The 2.5 feet of 40 pound mono is spliced to the 12" of Sighter tippet. Joining two sizes of mono that are vastly different in size can be difficult unless one uses the opposing barrel/nail knot splice. This is an extremely strong knot because the two nail knots butt up against each other. These knots will not fail, only the tensile strength of the mono will. 

One must use the Tie-Fast nail knot tool to achieve the opposing nail knot, with practice it becomes easy to tie. First the Sighter tippet is nail knotted around the 40 pound with 5 turns, do not tighten down all the way yet. Flip the leader around, now nail knot the 40 pound around the Sighter tippet, again, do not tighten down all the way. Moisten between the two nail knots and pull the 40 pound mono, and the Sighter tippet so that the nail knots come together. Now take your forceps and grab the short tag of the 40 pound, and with your hand grab the long end of the 40 pound and set the knot. Do the same with the sighter section. There will be a micro gap between the knots, so grab both ends of the 40 pound and Sighter tippet, and pull until the nail knots are butted up against each other for the final time. No connection is stronger for large freshwater fish.

Cut off 5.5 feet of 10 pound fluorocarbon tippet, or if your quarry is bigger with additional heavy flows, you can use 15 pound. By using a blood knot or double surgeons knot, tie the floro onto the Sighter section.

At the end of the 5.5 foot section of floro, tie on a #14 swivel. Weight is added as needed on the upside of the swivel towards the fly line. The weight will never slide down to your flies, the swivel prevents this from happening. 

Add 10 inches of 1 to 4x floro from the swivel down to your first fly, which will be about 8 inches after you have tied your knots. Keep in mind that tippet size will be determined by the size of the fly, flow, size of fish, and water clarity. Go heavier than lighter when in doubt, you can always downsize, but you can't bring back that trophy trout once you've broke it off.

Off the eye of the first fly, I tie in a 16" piece of floro tippet using the appropriate size depending on the conditions to a big heavy fly, like my "Madison Magic Stone" I developed for the Madison River in 1998. That's the complete High Stick/Tight Line rig from fly line to your bottom fly. Total length about 10 feet or a little more. It may not be as simple as the rigs we used back in the day, but it is very effective on ANY freestone river in the west.

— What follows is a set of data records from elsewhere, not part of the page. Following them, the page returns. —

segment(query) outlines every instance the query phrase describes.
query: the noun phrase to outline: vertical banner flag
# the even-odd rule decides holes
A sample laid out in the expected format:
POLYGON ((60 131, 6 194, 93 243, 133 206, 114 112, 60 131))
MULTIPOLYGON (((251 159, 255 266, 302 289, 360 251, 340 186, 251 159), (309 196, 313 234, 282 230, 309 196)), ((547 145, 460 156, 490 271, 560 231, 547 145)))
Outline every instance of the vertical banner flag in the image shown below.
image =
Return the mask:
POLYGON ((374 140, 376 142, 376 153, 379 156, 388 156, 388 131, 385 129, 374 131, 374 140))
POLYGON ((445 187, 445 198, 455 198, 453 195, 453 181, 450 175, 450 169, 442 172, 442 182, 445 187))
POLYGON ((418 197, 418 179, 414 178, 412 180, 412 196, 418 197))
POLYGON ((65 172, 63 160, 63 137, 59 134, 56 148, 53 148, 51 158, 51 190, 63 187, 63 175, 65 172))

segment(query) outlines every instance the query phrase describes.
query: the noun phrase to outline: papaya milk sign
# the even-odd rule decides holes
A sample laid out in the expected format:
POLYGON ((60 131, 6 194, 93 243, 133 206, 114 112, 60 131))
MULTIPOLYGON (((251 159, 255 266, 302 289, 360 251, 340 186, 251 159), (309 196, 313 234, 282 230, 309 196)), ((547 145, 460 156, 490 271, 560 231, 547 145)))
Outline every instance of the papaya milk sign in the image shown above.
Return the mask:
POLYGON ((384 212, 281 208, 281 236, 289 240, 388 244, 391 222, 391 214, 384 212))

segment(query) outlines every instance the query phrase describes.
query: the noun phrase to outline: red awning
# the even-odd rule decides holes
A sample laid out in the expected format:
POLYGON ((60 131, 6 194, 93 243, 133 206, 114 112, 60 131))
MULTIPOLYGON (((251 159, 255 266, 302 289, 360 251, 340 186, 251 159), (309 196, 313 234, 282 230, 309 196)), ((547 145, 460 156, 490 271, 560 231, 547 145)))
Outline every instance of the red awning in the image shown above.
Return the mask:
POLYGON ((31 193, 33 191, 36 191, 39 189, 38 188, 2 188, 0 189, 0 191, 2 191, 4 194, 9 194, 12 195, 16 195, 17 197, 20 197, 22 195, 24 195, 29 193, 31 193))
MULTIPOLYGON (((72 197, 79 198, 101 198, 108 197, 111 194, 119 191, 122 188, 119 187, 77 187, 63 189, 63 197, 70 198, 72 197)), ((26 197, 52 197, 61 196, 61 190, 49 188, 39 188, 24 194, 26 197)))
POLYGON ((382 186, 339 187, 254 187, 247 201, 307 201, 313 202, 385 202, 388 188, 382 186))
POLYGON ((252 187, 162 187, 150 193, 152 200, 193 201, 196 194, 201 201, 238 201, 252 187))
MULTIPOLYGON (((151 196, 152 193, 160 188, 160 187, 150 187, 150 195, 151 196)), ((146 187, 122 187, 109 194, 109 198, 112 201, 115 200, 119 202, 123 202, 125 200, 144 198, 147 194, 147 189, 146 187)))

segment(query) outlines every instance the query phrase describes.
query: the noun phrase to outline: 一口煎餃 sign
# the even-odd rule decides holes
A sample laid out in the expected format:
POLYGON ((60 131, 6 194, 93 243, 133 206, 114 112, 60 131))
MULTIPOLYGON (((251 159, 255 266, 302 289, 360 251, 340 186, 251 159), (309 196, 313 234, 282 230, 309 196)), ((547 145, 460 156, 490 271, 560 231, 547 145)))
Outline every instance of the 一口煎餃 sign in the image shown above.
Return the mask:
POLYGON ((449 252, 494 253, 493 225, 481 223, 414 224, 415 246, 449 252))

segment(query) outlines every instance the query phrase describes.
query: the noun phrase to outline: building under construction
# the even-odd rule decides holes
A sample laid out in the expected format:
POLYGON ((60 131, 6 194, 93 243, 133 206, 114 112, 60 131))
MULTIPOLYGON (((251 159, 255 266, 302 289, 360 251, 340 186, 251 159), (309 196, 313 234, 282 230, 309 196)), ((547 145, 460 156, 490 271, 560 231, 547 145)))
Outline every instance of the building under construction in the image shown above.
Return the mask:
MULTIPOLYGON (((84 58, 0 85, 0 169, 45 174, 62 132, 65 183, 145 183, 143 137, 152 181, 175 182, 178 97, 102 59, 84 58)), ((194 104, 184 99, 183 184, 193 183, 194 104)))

Rigging for fly fishing depends on your own personal needs, ease of operation, and what gives you the most confidence. Feel free to tweak any leader formula, fly recipe, or whatever. In the end it's your call...


  1. Hi Jon,
    I see a lot of tight line/euro leader formulas these days call for a very long butt section before the sighter so that no fly line is outside of the rod tip while high sticking. I guess the thinking is that the heaviness of the fly line causes it to sag, thus pulling on your flies and creating drag. With your method I notice you have only 2.5 feet of mono before the sighter, so I assume you do fish with fly line outside of the rod tip. In your opinion is there any validity to the idea that the fly line creates drag? The majority of my experience with nymphing has been with indicators so I'm just trying to learn this new (to me) style, but there are so many conflicting ideas out there that it's a little hard to make sense of.

    1. Ryan,

      Most of my tight line nymphing is very close, my baseline is to start with 2.5 feet of butt material, but often I will go longer in length. My fly line does not create drag because there is little in the way of transition of the system down to the water. It has not hampered my success in the 70's to now, present day. My best advice is to start with a tight line leader you are comfortable with and get out on the water and experiment. You too will be modifying your own system to your needs, that's the human element of fly fishing. Good luck!